In the afternoon she helped the maids with the harvest: she thought it uncommonly amusing to bind up the big sheaves and fling them exuberantly up to the farm cart. And she sat among them—they had been awestruck at first and behaved shyly—on top of the fully loaded wagon, dangling her legs, laughing with the young fellows and then, when the dancing began, whirling around with the best. It all felt to her like a successful masquerade at court, and she looked forward to telling everyone in Paris how charmingly she had spent her time, dancing with wild flowers in her hair and drinking from the same pitcher as the peasants. She noticed the reality of these things as little as she had felt, at Versailles, that the games of shepherds and shepherdesses were only pretence. Her heart was lost to the pleasure of the moment, it lied in telling the truth and was honest even while it intended to deceive, for she only ever knew what she felt. And what she felt now was delight and rapture running through her veins. The idea that she was out of favour was laughable.

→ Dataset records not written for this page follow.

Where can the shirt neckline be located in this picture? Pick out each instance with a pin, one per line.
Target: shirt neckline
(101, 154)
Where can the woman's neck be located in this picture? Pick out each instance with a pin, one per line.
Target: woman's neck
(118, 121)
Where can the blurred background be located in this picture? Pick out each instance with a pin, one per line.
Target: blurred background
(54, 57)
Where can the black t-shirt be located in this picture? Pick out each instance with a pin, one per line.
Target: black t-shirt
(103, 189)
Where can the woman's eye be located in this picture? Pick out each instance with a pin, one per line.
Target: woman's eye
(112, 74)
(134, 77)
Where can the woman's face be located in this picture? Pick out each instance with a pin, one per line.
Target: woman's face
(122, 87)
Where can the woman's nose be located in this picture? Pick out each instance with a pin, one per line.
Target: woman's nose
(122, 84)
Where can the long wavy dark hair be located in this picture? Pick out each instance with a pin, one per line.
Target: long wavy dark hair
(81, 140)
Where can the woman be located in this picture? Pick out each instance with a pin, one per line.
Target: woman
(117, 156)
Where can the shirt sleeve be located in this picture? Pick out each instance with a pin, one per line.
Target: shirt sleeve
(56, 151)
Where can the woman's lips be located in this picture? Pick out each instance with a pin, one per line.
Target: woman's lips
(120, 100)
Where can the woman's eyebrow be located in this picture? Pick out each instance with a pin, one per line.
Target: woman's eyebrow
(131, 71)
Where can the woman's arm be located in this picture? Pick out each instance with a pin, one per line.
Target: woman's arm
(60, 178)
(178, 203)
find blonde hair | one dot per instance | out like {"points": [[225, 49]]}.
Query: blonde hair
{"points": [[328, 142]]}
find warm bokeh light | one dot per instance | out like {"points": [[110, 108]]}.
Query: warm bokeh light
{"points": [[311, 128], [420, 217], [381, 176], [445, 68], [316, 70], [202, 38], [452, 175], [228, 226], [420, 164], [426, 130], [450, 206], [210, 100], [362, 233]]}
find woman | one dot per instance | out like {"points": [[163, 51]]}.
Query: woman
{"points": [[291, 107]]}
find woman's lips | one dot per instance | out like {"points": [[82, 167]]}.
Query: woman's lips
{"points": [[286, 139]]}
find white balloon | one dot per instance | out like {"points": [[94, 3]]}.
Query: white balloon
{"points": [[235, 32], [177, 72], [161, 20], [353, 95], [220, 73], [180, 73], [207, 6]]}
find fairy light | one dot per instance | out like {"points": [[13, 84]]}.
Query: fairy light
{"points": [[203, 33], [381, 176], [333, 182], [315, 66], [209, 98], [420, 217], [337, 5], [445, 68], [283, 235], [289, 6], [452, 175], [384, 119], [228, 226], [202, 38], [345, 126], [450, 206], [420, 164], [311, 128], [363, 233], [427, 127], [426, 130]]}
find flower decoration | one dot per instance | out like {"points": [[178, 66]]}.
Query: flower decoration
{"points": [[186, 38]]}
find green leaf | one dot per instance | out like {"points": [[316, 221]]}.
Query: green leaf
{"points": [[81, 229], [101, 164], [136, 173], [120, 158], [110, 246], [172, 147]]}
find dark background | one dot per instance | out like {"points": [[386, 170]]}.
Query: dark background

But next morning a dark vestige of ill humour seeped in, mingling with the crystalline merriment of her hours. Waking itself was painful; she tumbled from the black night of dreamless sleep into day as if from warm, sultry air into icy water. She didn’t know what had woken her. It was not the light, for a dull, rainy day was dawning outside the tear-stained windows. And it was not the noise either, for there were no voices here, only the fixed, piercing eyes of the dead looking down at her from their pictures on the wall. She was awake and didn’t know why or what for; nothing appealed to her here or tempted her.

And she thought how different waking up in Paris had been. She had danced and talked all evening, had spent half the night with her friends, and then came the wonderful sleep of exhaustion, with bright images still flickering on in her excited mind. And in the morning, with her eyes closed and as if still in a dream, she heard muted voices in the anterooms, and no sooner did her levée begin than they came streaming in: the royal dukes of France, petitioners, lovers, friends, all vying for her favour and bringing the suitor’s gift of solicitous cheerfulness. Everyone had a story to tell, laughed, chattered, all the latest news and gossip came to her bedside, and her moment of waking carried her straight from those bright dreams into the full tide of life. The smile she had worn on her sleeping lips did not vanish but remained at the corners of her mouth, hovering there in high spirits like a bird swinging in its cage.

The day led her on from these images of her friends to those friends themselves, and they stayed with her as she dressed, as she drove out, as she ate, until far into the night again. She felt herself constantly carried on by this murmuring torrent, restless as the waves, dancing in never-ending rhythm and rocking the flowery boat of her life.

Here, however, the torrent cast her moment of awakening upon a rock, where it lay stranded on the beach of the hours, immobile and useless. Nothing tempted her to get up. Yesterday’s innocent amusements had lost their charm; her curiosity, used to being indulged, was of the kind that quickly wore off. Her room was empty, as if airless, and she felt empty too in this solitude where no one asked for her: empty, useless, washed out and drained; she had to remind herself slowly why and how she had come to be here. What did she expect of the day that made her stare so hard at the clock, as it paced indefatigably through the silence with its gentle, tremulous gait?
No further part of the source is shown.